Create the following top.sls pillar file /srv/pillar/top.sls:
base:
'G@roles:hadoop_slave or G@roles:hadoop_master':
- hadoop
and the following hadoop specific pillar file /srv/pillar/hadoop.sls:
hadoop:
version: hdp-2.2.0 # ['apache-1.2.1', 'apache-2.2.0', 'hdp-1.3.0', 'hdp-2.2.0', 'cdh-4.5.0', 'cdh-4.5.0-mr1']
users:
hadoop: 6000
hdfs: 6001
Deploy salt-minions as hadoop nodes
Now that we have configured our salt-master we can start deploying the salt-minions which will either server as hadoop-master(namenode) or as hadoop-slave(datanode).
Launching hadoop-master(namenode) nodes
First create our cloudconfig file used by openstack hadoopmaster-cloudconfig:
#cloud-config
apt_mirror: "http://mirror.bjtu.edu.cn/ubuntu/"
apt_sources:
- source: "ppa:saltstack/salt"
packages:
- python-software-properties
- salt-minion
runcmd:
- bash /tmp/bootstrap-minion.sh
write_files:
- content: |
roles:
- hadoop_master
path: /etc/salt/grains
- content: |
#!/bin/bash
sed -i 's/^#master.*$/master: 192.168.111.66/g' /etc/salt/minion
sudo service salt-minion restart
path: /tmp/bootstrap-minion.sh
permissions: "0755"
- content: |
mine_functions:
network.interfaces: []
network.ip_addrs: []
grains.items: []
path: /etc/salt/minion.d/mine_functions.conf
Then create a new instance using openstack:
nova boot --image ubuntu_14.04 --user-data hadoopmaster-cloudconfig --flavor m1.medium --key-name sam hadoop-master-1
Deploying hadoop-slave(datanode) nodes
Create a hadoopslave-cloudconfig:
#cloud-config
apt_mirror: "http://mirror.bjtu.edu.cn/ubuntu/"
apt_sources:
- source: "ppa:saltstack/salt"
packages:
- python-software-properties
- salt-minion
runcmd:
- bash /tmp/bootstrap-minion.sh
write_files:
- content: |
roles:
- hadoop_slave
path: /etc/salt/grains
- content: |
#!/bin/bash
sed -i 's/^#master.*$/master: 192.168.111.66/g' /etc/salt/minion
sudo service salt-minion restart
path: /tmp/bootstrap-minion.sh
permissions: "0755"
- content: |
mine_functions:
network.interfaces: []
network.ip_addrs: []
grains.items: []
path: /etc/salt/minion.d/mine_functions.conf
Now launch 10 hadoop-slave nodes
nova boot --num-instances 10 --image ubuntu_14.04 --user-data hadoopslave-cloudconfig --flavor m1.medium --key-name sam hadoop-slave
Let saltstack deploy hadoop
First make sure that the salt-master detected all our hadoop-master and hadoop-slave nodes.

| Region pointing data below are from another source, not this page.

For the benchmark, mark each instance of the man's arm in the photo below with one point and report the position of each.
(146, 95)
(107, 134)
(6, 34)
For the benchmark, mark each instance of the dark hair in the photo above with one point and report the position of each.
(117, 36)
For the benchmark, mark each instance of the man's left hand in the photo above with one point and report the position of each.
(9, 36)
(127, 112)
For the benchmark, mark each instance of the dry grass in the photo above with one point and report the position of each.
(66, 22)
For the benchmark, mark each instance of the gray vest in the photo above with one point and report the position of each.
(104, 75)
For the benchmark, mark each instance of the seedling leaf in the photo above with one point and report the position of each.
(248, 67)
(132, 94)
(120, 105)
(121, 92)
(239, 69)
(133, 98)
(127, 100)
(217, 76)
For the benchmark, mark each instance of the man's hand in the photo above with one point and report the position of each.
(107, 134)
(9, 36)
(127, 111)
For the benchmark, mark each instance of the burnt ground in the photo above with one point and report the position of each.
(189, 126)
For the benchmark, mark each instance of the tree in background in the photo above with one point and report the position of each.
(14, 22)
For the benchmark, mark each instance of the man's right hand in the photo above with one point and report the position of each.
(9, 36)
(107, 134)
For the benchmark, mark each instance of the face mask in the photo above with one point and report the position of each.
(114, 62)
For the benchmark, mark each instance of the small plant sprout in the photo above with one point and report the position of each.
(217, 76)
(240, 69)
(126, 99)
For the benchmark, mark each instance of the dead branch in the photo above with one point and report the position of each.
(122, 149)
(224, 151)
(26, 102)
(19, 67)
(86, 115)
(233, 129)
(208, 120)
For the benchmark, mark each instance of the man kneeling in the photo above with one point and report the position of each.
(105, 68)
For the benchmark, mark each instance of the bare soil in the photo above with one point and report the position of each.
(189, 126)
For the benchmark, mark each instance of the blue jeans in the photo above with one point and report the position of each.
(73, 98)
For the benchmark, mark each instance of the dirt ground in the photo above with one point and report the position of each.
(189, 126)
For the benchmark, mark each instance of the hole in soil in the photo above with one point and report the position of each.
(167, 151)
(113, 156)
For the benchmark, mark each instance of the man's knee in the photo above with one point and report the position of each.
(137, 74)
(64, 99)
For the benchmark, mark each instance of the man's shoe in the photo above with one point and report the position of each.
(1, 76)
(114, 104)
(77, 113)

Execute the following comand: salt '*' managed.up
it should show your 11 nodes.
If all nodes are up and detected you can start deployment of hadoop with the following command:
salt '*' state.highstate
Accessing the hadoop HDFS cluster
After hadoop has been successfully deployed you can go to http://{hadoop_masterip}:50070 and check that 10 live nodes are active.
Now you can login to any of the nodes and save files to hdfs like this:
sudo -u hdfs -i
hadoop fs -mkdir -p /user/hdfs"
hadoop fs -put /tmp/bootstrap-minion.sh /user/hdfs/test.sh
Hope this tutorial was useful!
Notes: You can also configure salt-minion directly through cloudconfig instead.